There was a time, it seems, when there was a wall between pajama-bottom bloggers and real journalists.

Real journalists didn't bait Google. Real journalists focused on facts and not on fancy photos. Real journalists trumpeted reporting awards over readership.

Now? Not so much. The Los Angeles Times has joined the pageview party and today boasts of all-time record traffic for its largely fashion-photos-based Oscars coverage:

Yeah, in a statement today the paper admits that its future hinges on shots of celebrities in dresses and tuxes:

54% of traffic on Oscar Sunday was driven by photo galleries, with our “Oscars 2013: Red Carpet Arrivals” the highest trafficked …

Don't fret, hardcore, real journos. Think of it this way. This kind of stuff now subsidizes your work as much as advertising does.

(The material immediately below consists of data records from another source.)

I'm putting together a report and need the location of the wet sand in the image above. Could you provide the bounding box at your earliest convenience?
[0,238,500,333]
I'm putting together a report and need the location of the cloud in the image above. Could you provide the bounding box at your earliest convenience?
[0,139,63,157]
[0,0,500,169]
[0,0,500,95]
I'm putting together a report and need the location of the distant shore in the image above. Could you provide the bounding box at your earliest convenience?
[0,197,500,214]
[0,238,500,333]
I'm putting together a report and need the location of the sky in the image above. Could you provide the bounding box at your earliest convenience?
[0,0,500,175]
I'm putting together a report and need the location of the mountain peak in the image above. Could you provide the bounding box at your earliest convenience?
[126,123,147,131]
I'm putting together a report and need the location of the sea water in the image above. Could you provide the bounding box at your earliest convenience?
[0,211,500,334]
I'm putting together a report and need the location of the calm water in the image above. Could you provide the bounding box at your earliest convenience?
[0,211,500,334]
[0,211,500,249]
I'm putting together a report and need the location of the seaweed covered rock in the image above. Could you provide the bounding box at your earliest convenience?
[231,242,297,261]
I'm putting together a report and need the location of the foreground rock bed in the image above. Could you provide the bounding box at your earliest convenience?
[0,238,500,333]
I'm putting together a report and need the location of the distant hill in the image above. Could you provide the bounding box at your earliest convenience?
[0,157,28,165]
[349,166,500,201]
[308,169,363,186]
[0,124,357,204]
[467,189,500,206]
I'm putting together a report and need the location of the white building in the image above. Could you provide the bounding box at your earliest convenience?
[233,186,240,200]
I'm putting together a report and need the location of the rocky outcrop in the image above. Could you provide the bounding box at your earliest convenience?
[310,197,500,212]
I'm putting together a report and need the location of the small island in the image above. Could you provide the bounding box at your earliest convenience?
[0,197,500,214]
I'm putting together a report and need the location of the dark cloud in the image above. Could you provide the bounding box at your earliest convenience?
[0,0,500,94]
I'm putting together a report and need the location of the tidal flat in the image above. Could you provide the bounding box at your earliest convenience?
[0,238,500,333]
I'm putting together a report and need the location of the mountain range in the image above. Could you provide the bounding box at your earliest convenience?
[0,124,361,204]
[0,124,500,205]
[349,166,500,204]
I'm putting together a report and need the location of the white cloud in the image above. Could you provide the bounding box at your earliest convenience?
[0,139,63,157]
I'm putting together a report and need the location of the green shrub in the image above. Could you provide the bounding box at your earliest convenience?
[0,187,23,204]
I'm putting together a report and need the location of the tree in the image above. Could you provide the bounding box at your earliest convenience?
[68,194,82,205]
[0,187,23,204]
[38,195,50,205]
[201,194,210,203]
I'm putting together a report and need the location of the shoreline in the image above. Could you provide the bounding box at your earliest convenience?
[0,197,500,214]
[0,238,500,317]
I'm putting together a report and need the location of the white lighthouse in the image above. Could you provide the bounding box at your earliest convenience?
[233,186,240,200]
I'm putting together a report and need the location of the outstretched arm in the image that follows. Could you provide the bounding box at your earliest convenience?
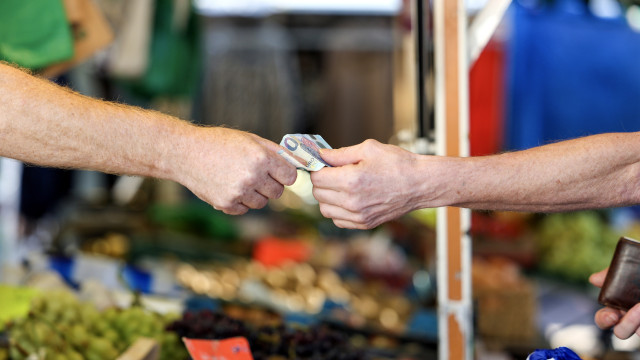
[311,133,640,229]
[0,63,296,214]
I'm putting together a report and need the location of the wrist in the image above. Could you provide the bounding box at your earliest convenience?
[411,155,471,209]
[153,119,204,185]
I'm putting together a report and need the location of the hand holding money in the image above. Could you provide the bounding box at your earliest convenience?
[278,134,331,171]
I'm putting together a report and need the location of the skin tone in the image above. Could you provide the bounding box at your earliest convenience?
[311,133,640,339]
[0,63,296,215]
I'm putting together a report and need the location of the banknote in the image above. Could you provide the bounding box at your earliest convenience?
[278,134,331,171]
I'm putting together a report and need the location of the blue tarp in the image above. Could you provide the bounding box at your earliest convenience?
[505,0,640,150]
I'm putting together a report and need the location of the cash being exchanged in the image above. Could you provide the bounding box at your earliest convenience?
[278,134,331,171]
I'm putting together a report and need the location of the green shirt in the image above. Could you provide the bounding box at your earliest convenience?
[0,0,73,69]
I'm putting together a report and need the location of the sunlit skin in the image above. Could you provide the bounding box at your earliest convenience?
[0,63,297,215]
[311,133,640,338]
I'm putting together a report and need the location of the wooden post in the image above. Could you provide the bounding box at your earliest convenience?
[433,0,473,360]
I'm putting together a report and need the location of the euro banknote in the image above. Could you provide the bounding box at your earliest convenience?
[278,134,331,171]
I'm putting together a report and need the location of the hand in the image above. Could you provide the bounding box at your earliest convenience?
[180,128,297,215]
[311,140,420,229]
[589,268,640,340]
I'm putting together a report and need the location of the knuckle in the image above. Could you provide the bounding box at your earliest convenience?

The paper had 26 reporters — 26! — tweeting its awards coverage, leading to a 38 percent increase in Oscars traffic from Facebook and Twitter. On Oscar Sunday, the paper states, 43 percent of its traffic came from mobile devices.

The Times says its Sunday-Monday tally of 34.6 million page views for Academy Awards coverage beat its former Oscars record of 21.4 million.

In fact, the paper states, Academy Awards readers online represented the Times' “highest trafficked two-day stretch in latimes.com history, topping our March 11-12, 2011 coverage of the Japan earthquake & tsunami.”